Grave Desire is naturally weighted towards necrophiles who kill, because of the availability of sources. However, that does mean that the book feels less like a ‘cultural history’ than a piece on unusually erudite true crime. While the work of Victorian sexologists are an invaluable source, further examples from the pre-Industrial age would have been illuminating: the well-documented cases of Gilles de Rais and Elizabeth Bathory, at least, could have added to the discussion. I would also argue that Finbow is heavier on the ‘history’ than the ‘culture’; looking at depictions in music (‘Code Blue’ by TSOL springs to mind) and art could have added depth to his analysis, while literature is used as a tool for illustrating the psychology of real-world figures, rather than being subjected to critical analysis in its own right: for example, Finbow quotes extensively from American Psycho to add colour to his analysis of Ted Bundy, but spends very little time probing Easton Ellis’s text for links between the fetishisation of money and corpses. Then there is his infuriating habit of quoting sources without referring to titles or authors in the body of the text: in one example, a sentence about Victorian sexologist Havelock Ellis is immediately followed by a lengthy quotation from The Atrocity Exhibition by J.G. Ballard, presented without context or introduction. Other thoughts feel unfinished: ‘sexual disgust guards us against incest and also assists in choosing a mate through body symmetry, etc’.

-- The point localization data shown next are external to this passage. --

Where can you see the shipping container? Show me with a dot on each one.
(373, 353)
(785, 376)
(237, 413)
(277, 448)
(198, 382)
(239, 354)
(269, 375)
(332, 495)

It is always illuminating to read investigations into the darker by-ways of sexuality and psychology, and Finbow provides a thought-provoking analysis of this most niche of topics. At times, the jumps between straightforward case study and Lacanian theory can be jarring, but Finbow has an excellent grasp of his material, and works hard to make his writing accessible. Confirming his belief that necrophilia generates a natural reaction of disgust, I did experience several dark nights of the soul whilst reading Grave Desire, and I’m also not sure how much my friends appreciated the messages about ‘ideal body envelopes’ and ontic nullities. From Buffy to Twilight, eroticised dead bodies continue to feature in our cultural life, while authors Stewart Home and Steven Wells have identified a necrophiliac tendency in our public reaction to the death of Princess Diana, so Finbow performs an important service by breaking the taboo and analysing the history and psychology of necrophilia in a non-academic context.

[1] This isn’t Herodotus’s only connection with necrophilia: the Hungarian spy Alma’sy, in Michael Ondaatje’s novel The English Patient, is a keen reader of the Histories and an apparent necrophile.


Thom Cuell has to return some videotapes.